第005章 她只叫编号不叫名字 (第2/2页)
女人已经转身要走。走了两步,她停下来,没有回头。
“三零七八。”她说。
“嗯。”
“在这儿别问东西以前是谁的。”
“行。”
“也别问人。”
她说完就走了。
陈九斤站在原地。
他忽然想起一件事:从昨天到现在,她念了不知道多少遍编号,一个名字都没有念过。
登记的时候记名字的是另一个人。发工牌的时候她只报房号和床号。点名她念编号。刚才那个人报了名字,她连头都没抬——不是她不敢,是她根本不接这个茬。
他往食堂走。
走到一半他又把工牌翻过来看了一次。
那三个字里,他现在能确定的只有第三个字是三点水。第二个字有个木字边。第一个字实在看不出来。
他把这两条记住了。
他没有再抠。抠多了塑料会花,一花就更看不清了。
食堂是平房,一排四个打饭窗口,只开两个。
墙上钉着一块木板,木板上用图钉别着几张纸。

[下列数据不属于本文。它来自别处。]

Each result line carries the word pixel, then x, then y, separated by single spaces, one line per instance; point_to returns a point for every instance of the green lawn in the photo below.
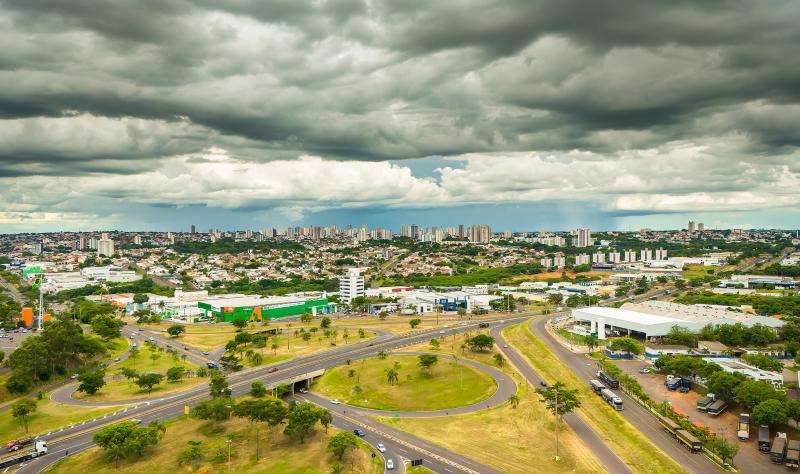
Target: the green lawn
pixel 122 390
pixel 144 363
pixel 628 442
pixel 449 385
pixel 49 416
pixel 283 456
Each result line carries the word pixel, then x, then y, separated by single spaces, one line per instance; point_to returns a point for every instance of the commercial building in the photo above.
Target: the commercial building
pixel 351 286
pixel 105 246
pixel 225 308
pixel 653 319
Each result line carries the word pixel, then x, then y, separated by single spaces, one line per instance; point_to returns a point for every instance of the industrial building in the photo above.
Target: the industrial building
pixel 653 319
pixel 224 308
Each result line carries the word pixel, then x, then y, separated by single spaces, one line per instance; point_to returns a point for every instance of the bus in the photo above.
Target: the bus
pixel 669 425
pixel 612 399
pixel 607 379
pixel 690 441
pixel 596 386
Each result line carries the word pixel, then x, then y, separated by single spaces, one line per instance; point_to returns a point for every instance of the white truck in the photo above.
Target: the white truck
pixel 39 449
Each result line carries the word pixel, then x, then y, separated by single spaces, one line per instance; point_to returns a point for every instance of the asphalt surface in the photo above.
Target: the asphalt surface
pixel 588 436
pixel 79 437
pixel 633 412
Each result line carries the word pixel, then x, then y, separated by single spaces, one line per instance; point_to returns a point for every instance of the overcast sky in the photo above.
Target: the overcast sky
pixel 522 114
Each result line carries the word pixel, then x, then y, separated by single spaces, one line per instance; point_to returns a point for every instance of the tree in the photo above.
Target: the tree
pixel 301 421
pixel 191 455
pixel 216 409
pixel 627 345
pixel 149 381
pixel 340 443
pixel 91 382
pixel 392 375
pixel 176 373
pixel 125 439
pixel 723 384
pixel 218 385
pixel 176 330
pixel 258 390
pixel 559 400
pixel 239 324
pixel 752 392
pixel 555 298
pixel 769 412
pixel 481 342
pixel 106 326
pixel 427 361
pixel 23 410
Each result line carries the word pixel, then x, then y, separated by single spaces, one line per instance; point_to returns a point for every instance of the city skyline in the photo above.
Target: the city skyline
pixel 237 115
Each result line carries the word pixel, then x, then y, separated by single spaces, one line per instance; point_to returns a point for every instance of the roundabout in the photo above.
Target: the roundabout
pixel 451 386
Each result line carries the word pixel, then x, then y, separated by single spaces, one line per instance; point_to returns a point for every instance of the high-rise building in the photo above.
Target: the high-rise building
pixel 351 285
pixel 583 238
pixel 479 234
pixel 105 246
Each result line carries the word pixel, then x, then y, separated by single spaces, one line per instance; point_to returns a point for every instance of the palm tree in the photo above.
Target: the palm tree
pixel 392 376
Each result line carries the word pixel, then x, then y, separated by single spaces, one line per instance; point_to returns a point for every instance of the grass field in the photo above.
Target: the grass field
pixel 449 385
pixel 49 416
pixel 144 362
pixel 122 390
pixel 629 444
pixel 284 456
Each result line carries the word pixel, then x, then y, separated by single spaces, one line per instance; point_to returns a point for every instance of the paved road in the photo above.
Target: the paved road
pixel 634 413
pixel 588 436
pixel 79 438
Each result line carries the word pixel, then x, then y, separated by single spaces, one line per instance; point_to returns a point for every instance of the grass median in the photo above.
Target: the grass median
pixel 624 439
pixel 447 385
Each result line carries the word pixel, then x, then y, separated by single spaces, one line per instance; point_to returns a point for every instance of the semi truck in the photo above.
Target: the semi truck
pixel 612 399
pixel 793 454
pixel 705 402
pixel 763 438
pixel 39 449
pixel 777 452
pixel 717 407
pixel 689 440
pixel 743 432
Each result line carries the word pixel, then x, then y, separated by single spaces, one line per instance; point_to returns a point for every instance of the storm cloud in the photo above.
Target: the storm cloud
pixel 523 97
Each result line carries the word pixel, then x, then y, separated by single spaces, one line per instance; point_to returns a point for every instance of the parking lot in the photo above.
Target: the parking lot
pixel 724 425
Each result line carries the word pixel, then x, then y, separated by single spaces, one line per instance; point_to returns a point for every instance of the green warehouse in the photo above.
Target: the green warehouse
pixel 256 308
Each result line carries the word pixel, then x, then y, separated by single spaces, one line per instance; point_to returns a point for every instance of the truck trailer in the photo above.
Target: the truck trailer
pixel 743 432
pixel 793 454
pixel 717 407
pixel 39 449
pixel 777 452
pixel 763 438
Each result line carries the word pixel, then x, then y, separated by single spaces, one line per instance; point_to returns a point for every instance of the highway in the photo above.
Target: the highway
pixel 79 437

纸是新换的,边角还没卷。他走过的时候扫了一眼,最上面一行是“上周业绩”,下面是一列编号,编号后面是数字。
数字从上往下越来越小。最后两个编号后面画了红圈。
他把木板的位置记住了:进门左手边第三根柱子,抬头正好能看见。
打饭的是两个本地人,一人一勺。前面那勺是米饭,后面那勺是菜。菜是白菜炒粉条,油汪汪的。
他排在队伍里,一边往前挪一边数。
数窗口的出勺次数。两个窗口,一分钟出四十一勺,一勺一个人。
他抬头看了一眼墙上的钟。六点四十开饭,七点十分收摊,三十分钟。
三十乘四十一,一千二百三十。
他心里“咯噔”了一下。
这栋楼三层,一层一百三四。三层加起来四百上下。
一千二百三十,是三栋楼的量。
他把这个数记下来,没有再想下去。
食堂门口排着队。队伍里有人在小声说话,说的是刚才那个王建国。
“划一道是什么意思?”
“划一道就是他这名字不算了。”
“那他叫什么?”
“他就叫三零五四。”
问话的那个人“哦”了一声,往前挪了一步。
队伍最前面,王建国正在打饭。
打饭的人问他编号,他愣了一下才报出来。报完他自己也停了半秒,好像在心里过了一遍那几个数字对不对。
他端着饭走到墙边,没有找地方坐,站着就吃完了。
吃完他把饭盆放回去,回头看了一眼墙上那块木板。
他没有找自己的编号——他找了半天,才想起来现在该找哪一行。
那个不说话的年轻人站在食堂门口,靠着门框,两只手垂着。他没有打饭。他就站在那儿,看谁进,看谁出。
陈九斤排在他们后面,听着,没有说话。
打完饭他端着盆,坐到王铁柱旁边。
王铁柱正在吃,嘴里塞得很满,看见他过来还往旁边挪了挪。
“铁柱哥。”
“嗯?”
“三零七第八张床,上一个是谁?”
王铁柱嚼东西的动作没停。
“不认识。”他说,“来了两天就走了,话都没说过。”
【他在这屋住了七个月。】
陈九斤低头扒了一口饭。
他没有再问第二句。
他把王铁柱这句话在心里放好,跟昨天夜里黑暗里那句“自己走的”放在一起。两句话对不上。对不上的话他不急着弄明白,他只把两句都记着,记得清清楚楚,连语气都记着。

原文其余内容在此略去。